Not many fish in the sea

By Margaret Young

Associate Professor Margaret Young was recently awarded the Junior Scholarship by the International Union for Conservation of Nature (IUCN) Academy of Environmental Law for her book, Trading Fish, Saving Fish: The Interaction between Regimes in International Law (Cambridge University Press, 2011). We asked Associate Professor Young about international law and fisheries and what motivated her to write the book.

Margaret Young 

Australians were recently reminded about the threat of over-exploitation of fisheries when the Dutch-owned "super trawler", the M V Margiris, arrived in our waters. Concerns were raised about the size and capacity of the vessel, the way in which its quota had been allocated, and the impact of its fishing techniques on non-targeted marine species like seals and dolphins. Such concerns are familiar to international lawyers, and an interest in environmental sustainability was one of my two motivations in writing Trading Fish, Saving Fish. The other was an abiding interest in the theoretical and normative underpinnings of public international law.

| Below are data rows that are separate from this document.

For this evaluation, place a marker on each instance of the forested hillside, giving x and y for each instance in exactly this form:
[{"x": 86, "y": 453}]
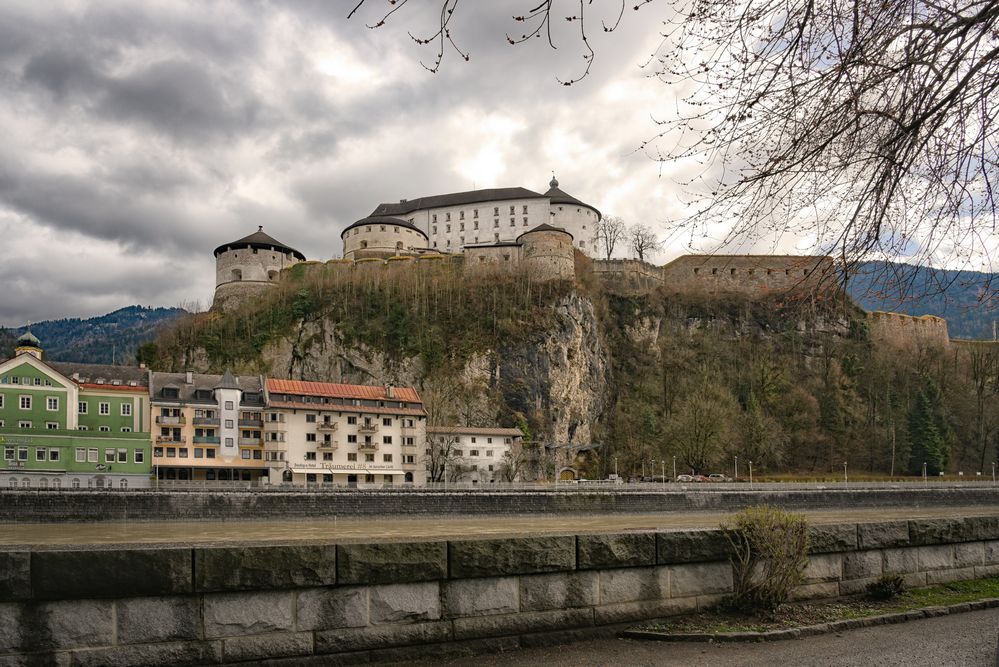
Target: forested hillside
[
  {"x": 790, "y": 385},
  {"x": 111, "y": 338}
]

Fish stocks around the world face over-exploitation. Indeed, some scientists have projected the collapse of seafood-producing species stocks by 2048. Meanwhile, the international trade in fish and fish products is increasing rapidly, and fish is one of the most highly traded food  and feed commodities. This trade is distorted by perverse incentives for vessel production, which see billions of dollars of state support for the building of more and  bigger boats. The sheer size, concentration and technological capacity of the global fishing fleet, combined with the growing consumption and over-exploitation of fisheries presents risks for food security, livelihoods, culture and ecological  sustainability.

There are a large number of treaties and other international law instruments to address these concerns, but there is a problem in understanding how, and whether, they cohere. World Trade Organisation (WTO) rules on subsidies and other trade measures sit alongside species-protection orders under the Convention on the International Trade in Endangered Species (CITES), fisheries management guidelines issued by the Food and Agriculture Organisation (FAO) and the demarcation of coastal and high seas jurisdiction in the United Nations Convention on the Law of the Sea (UNCLOS). The obligations contained in these legal 'regimes' – assumed by different groups of states at different times – can sometimes even conflict. This is part of a wider phenomenon of the fragmentation of international law, which has seen massive normative development within separate regimes of human rights law, investment law, trade law, environmental law and  so on. In a domestic legal order, problems of conflicting norms are fairly readily resolved by appellate courts and the consitutional system itself, but international law has a radically different structure, with scant notions of hierachy.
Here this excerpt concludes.